Une proposition sur ce qui doit être, que l’on qualifiera de prescriptive (ou normative, éthique, morale, axiologique, politique selon les contextes) ne se déduit pas d’une proposition descriptive – sur ce qui est – mais d’une autre proposition prescriptive8.
Par exemple : la proposition prescriptive « L’homéopathie doit être déremboursée » ne peut se déduire ipso facto de la prémisse descriptive « L’homéopathie n’a pas d’effet propre ». Il faut y adjoindre une autre prémisse prescriptive comme « Ce qui est inefficace doit être déremboursée ». Dans ce cas, la démonstration est rigoureuse (ce qui ne signifie pas que la conclusion est vraie, mais que la véracité des prémisses implique la véracité de la conclusion).

Ainsi, pour savoir quand dépendre son jugement, inutile de contempler l’univers ou de charcuter des équations mathématiques. Ce n’est pas dans ce qui est que l’on trouvera une réponse. Il faut avant tout adopter une prémisse prescriptive. Il faut s’adosser à un système éthique, une règle (ou un ensemble de règles) axiomatique qui guident ce qu’il est éthique de faire ou de ne pas faire, ce que l’on considère comme bien et mal9.

En conjuguant des propositions prescriptives à des descriptions factuelles, il est alors possible de déduire de nouvelles affirmations prescriptives.

Illustration du principe de la guillotine de Hume
Illustration du principe de la guillotine de Hume

Ce prisme-là permet, d’ailleurs, de justifier la position des sceptiques pyrrhoniens. Leur objectif primordial est d’atteindre l’ataraxie, c’est-à-dire l’absence de trouble. Voilà donc leur prémisse prescriptive.
D’autre part, ils développent un argumentaire qui ressemble à cela : La suspension du jugement (épochè), engendre l’absence de jugement (adoxastous) qui engendre l’absence d’affirmation (aphasie). Enfin, puisque ne rien affirmer épargne les déceptions, erreurs et faux espoirs, il s’ensuit l’absence de trouble (ataraxie). 10.
Conclusion implacable : Il faut toujours suspendre son jugement.

Guillotine de Hume appliquée au pyrrhonisme
Guillotine de Hume appliquée au pyrrhonisme

Il est évidemment possible de discuter de cette construction argumentaire en prenant soin de traiter les propositions descriptives et prescriptives en tant que telles.

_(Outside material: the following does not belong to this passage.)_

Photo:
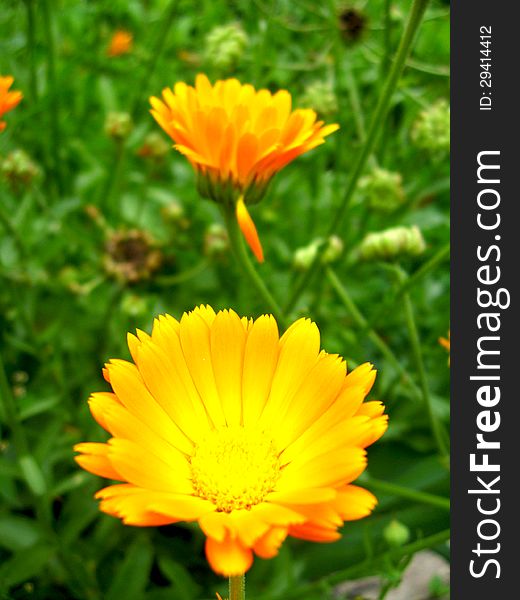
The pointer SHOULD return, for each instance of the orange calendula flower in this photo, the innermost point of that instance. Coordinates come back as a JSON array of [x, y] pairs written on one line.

Il n’y a pas de sens à dire que la recherche de l’ataraxie est vraie ou fausse, comme il n’y a pas de sens à dire que le fait que l’aphasie implique l’ataraxie soit bien ou mal.

« Le sceptique, parce qu’il aime les hommes… »

La construction précédente n’est qu’une interprétation du scepticisme pyrrhonien – peut-être un peu naïve – qui ne rend pas entièrement hommage à cette pensée complexe qui ne se laisserait pas si simplement capturée dans un cadre aussi rigide.
Voyons maintenant, une autre interprétation du pyrrhonisme, qui permet également d’illustrer le principe de la guillotine de Hume. Elle se fonde sur cet extrait de Sextus Empiricus :

Le sceptique, parce qu’il aime les hommes , veut les guérir par le discours autant qu’il le peut, de la témérité et de la présomption dogmatique.

Sextus Empiricus , Esquisses Pyrrhoniennes

D’après ce passage, le principe prescriptif fondateur du scepticisme serait l' »amour des humains » ou autrement la défense des individus11 . En le conjuguant à une proposition descriptive implicite ici (quelque chose comme « La présomption dogmatique nuit aux humains »), on en déduit qu’il faut lutter contre la présomption dogmatique.

Interpertation de Sextus Empiricus du point de vue de la guillotine de Hume
Interprétation de Sextus Empiricus du point de vue de la guillotine de Hume

Petite parenthèse : ce passage semble mettre à jour un paradoxe entre deux justifications du scepticisme. D’une part la recherche de l’ataraxie, qui justifie de suspendre éternellement son jugement, d’autre part un engagement « humaniste » qui, semble-t-il, peine à justifier cette incessante aphasie (Si « le sceptique aime les hommes » doit-il suspendre son jugement devant les pires des injustices ?).
Une réponse à ce paradoxe est peut-être donnée un peu plus loin dans le texte de Sextus Empiricus dans un paragraphe intitulé « Pourquoi le sceptique s’applique-t-il parfois à proposer des arguments d’une faible valeur persuasive ? »

[Le sceptique] use d’argument de poids propres à venir à bout de cette maladie qu’est la présomption dogmatique pour ceux qui sont fortement atteints de témérité, mais il use de plus léger pour ceux qui sont superficiellement atteints par le mal de la présomption et facile à soigner et qu’il est possible de rétablir par une persuasion plus légère.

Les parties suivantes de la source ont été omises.